だがいままでの無愛想がにやっと漸く穏和な笑みを浮かべ、「こちらで少々お待ち下さい」と部屋を開け去ったことに、よかったのかもしれないと感じたが、
「野郎、チンピラのような男やね」
と翡翠は吐き捨て、座る。
「ん?」
「頭からなんや気に食わねぇ野郎やなぁと思いましたが、なんだか不穏や」
「え、俺ダメだった?」
「はい?」
まさかの見当違いに翡翠は朱鷺貴を眺める。
「いやぁ、」
「あんさん遊郭で遊び狂ってた坊主ですよねぇ」
「語弊あるそれ、いやないんだけど俺薬の坊主だから」
「えぇ?」
「言わなかったか?処方だよ?」
「いや聞きましたけど」
「ついでに一発遊んでたくらいで」
「ん?」
「こう正式に?来たの初だわ無駄に緊張するんやけど」
「えっ、」
マジか。
「えそれホンマに言うてる?」
「うんわりとそう」
「あんさんどんだけ道楽なん?」
ぐさっ。
確かにわりと、己が世間知らずだと、最近になって自覚してきたけれども。
「え、始終流されて?」
「えぇ、ハイ…」
「これで未通女《おぼこ》を切ったんですか」
「なにそれその言い回し、せめて童男《おぐな》と言ってくれ」
「あすまへんこれはあのぅ、性分ですね」
「うん、もう慣れてきたけどお前やっぱ元来口が悪いよな。
で俺はその、あの一分ってもしや大ヘマこいた感じ?反射で答えたんだけど」
「あ出た金の話。
いや、相当でありましょう。わてはここに違和感はありますが」
「ん?」
そういうもんではないと言うことか、これは。
「なんなんやろね。冷やかし払いなら相当に失礼やし、だが武士かと聞いてのあれはなんやろね。なんや、金以外にタマ握らせた気分やわ」
「…え、そんな物騒なこと」
「由緒正しいですけどねタマ握らせんのなんて。せやけど契約とは、一見と露骨に言うたわりに何を握りたいんやろかね、あの馬畜生。せやかて客引きにも出んと牛以下、いや以上の気位とは解せないな」
「…お前、なんか火がついてない?意外と詩的なやつなんだね」
「えっ、」
素直に褒めた朱鷺貴に翡翠は驚いたようだった。目が合って見る見るうちに照れていくのが表情でわかる。

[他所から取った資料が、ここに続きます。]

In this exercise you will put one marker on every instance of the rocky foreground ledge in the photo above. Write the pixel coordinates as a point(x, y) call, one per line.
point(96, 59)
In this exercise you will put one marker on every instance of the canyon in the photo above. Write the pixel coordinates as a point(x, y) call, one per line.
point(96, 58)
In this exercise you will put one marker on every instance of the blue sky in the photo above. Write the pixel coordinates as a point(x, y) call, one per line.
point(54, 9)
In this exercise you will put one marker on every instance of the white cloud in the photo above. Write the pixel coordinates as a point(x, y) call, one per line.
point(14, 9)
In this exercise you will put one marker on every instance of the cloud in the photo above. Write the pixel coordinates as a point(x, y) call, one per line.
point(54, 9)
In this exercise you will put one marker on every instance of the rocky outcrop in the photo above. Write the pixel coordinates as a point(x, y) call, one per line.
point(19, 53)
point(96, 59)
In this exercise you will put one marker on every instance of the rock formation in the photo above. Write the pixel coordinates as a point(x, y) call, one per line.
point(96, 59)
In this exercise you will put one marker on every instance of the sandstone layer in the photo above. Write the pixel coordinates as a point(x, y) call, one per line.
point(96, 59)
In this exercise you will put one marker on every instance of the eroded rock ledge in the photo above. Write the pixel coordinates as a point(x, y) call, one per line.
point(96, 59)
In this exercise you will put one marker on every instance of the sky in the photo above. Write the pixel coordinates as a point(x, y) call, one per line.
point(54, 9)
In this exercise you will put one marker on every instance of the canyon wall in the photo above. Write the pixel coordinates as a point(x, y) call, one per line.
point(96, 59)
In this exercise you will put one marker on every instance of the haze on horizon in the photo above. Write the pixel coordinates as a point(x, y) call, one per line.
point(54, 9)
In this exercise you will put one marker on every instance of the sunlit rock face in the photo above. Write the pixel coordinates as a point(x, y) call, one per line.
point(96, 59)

「ふっ、」と、悪いと思いつつ朱鷺貴は吹いてしまった。それにさらに「はっ、なっ、」と動揺していくようだ。
「ふっ…はははは!えぇ?似合わなすぎて悪いちょっとおもろい」
「は、なんや、」
「お前って可愛らしいやっちゃな〜」
「凄いなんや腹立つなぁ〜、童男の癖にぃ〜」
「ちゃうわ全く、」
「にしても遅くないかえ、」
翡翠は苛々したように立ち上がり襖を開けた。
「いやそんながっつかんでも」と宥めようとすれば「しっ、」と急に真面目腐った獣のように鋭い目をし指を立て朱鷺貴に吐く。
襖にだらしなく凭れて暗闇を睨む。